Il est des rencontres décisives. Ainsi celle qu’a faite Jacques Pourcher du Mémorial Brion, œuvre de l’architecte italien Carlo Scarpa (1906-1978), un îlot éloigné de tout, sis à San Vitalo d’Attivole, près de Trévise. Aux dires de l’artiste, un lieu exceptionnel tout entier voué au silence, à la contemplation et au retrait. Comme un pré carré planté de cyprès, au beau milieu d’une immense plaine, abritant une sorte de mausolée à l’architecture d’une totale pureté et à la décoration mosaïque influencée par Byzance.

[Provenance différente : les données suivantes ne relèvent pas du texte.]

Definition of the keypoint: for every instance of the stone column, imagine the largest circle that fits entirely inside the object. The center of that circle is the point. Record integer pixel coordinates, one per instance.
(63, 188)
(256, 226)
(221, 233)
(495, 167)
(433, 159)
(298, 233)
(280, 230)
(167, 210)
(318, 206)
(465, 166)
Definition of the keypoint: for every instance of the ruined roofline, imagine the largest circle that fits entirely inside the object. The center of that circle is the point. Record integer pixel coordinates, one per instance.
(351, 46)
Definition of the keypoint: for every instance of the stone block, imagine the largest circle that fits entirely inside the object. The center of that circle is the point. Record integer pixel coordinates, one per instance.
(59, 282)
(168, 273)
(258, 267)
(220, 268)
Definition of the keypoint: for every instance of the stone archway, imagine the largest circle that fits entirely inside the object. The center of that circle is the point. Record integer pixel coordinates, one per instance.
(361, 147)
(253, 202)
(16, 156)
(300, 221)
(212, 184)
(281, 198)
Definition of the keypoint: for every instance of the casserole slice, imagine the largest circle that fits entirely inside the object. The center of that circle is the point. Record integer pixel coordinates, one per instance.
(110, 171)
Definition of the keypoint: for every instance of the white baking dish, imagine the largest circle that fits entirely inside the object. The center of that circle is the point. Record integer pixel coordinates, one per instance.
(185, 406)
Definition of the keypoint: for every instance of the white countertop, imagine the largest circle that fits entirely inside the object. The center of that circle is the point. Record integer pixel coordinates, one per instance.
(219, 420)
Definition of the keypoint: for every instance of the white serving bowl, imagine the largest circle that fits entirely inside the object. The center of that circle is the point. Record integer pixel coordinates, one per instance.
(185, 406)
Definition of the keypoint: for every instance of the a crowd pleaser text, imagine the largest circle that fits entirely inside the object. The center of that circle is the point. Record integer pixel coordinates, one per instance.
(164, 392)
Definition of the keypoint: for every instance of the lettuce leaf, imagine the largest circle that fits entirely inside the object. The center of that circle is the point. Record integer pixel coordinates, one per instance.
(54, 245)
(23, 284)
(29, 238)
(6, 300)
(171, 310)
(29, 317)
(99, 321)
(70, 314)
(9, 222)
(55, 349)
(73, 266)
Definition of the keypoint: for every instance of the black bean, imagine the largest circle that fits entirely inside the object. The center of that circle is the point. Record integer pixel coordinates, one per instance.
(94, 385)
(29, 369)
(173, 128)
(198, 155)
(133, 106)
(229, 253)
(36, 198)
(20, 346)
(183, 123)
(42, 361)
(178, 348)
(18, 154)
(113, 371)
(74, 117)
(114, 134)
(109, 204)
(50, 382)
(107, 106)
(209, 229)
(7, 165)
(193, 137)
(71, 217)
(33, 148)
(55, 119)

S’il n’est guère prisé des guides, le Mémorial Brion l’est des plus grands, et les architectes contemporains y font volontiers pèlerinage. En quête d’essentialité, Jacques Pourcher y a jeté son dévolu, y puisant les motifs de toute une série de travaux récents qui sont le prétexte de son exposition chez Nouvelet. L’art de cet artiste résolument discret, sinon secret, relève d’un travail d’une extrême méticulosité qui en appelle tout à la fois au dessin et à la musique.
La composition pour orchestre que Luigi Nono a créée pour Scarpa est ainsi à l’origine d’une série de gouaches « microtonales » que Pourcher a constituées sur le mode de la suite, en écho aux variations de la ligne musicale horizontale/verticale du compositeur, elles-mêmes déduites des combinaisons de lignes infinies de l’architecte.
Il s’agit de compositions subtilement modulées que rythment toutes sortes de jeux de touches colorées ; d’effets d’apparition et d’effacement que déclinent tour à tour lignes et circonvolutions ; d’infinis entrelacs qui dessinent ici et là toute une iconographie symbolique plus ou moins explicite. Les gouaches de Pourcher qui cultivent le peu, voire le rien, sont puissamment chargées de ce lieu rare et suspendu qu’a voulu Scarpa. Là, plus qu’ailleurs, « tout n’est qu’ordre et beauté / Luxe, calme et volupté », comme l’écrit Baudelaire. L’œuvre retenue de Jacques Pourcher, faite sur la pointe du trait, ne pouvait y trouver meilleur asile. Après les séries qu’il a réalisées dans le passé à propos de Giverny et le Ryoan-ji, l’artiste confirme son intérêt pour les lieux de retrait où, seul, l’esprit qui y souffle peut sauver l’homme.

« Jacques Pourcher – C.S/San Vito », PARIS, galerie Olivier Nouvelet, 19 rue de Seine, VIe, tél. 01 43 29 43 15, 9-20 décembre.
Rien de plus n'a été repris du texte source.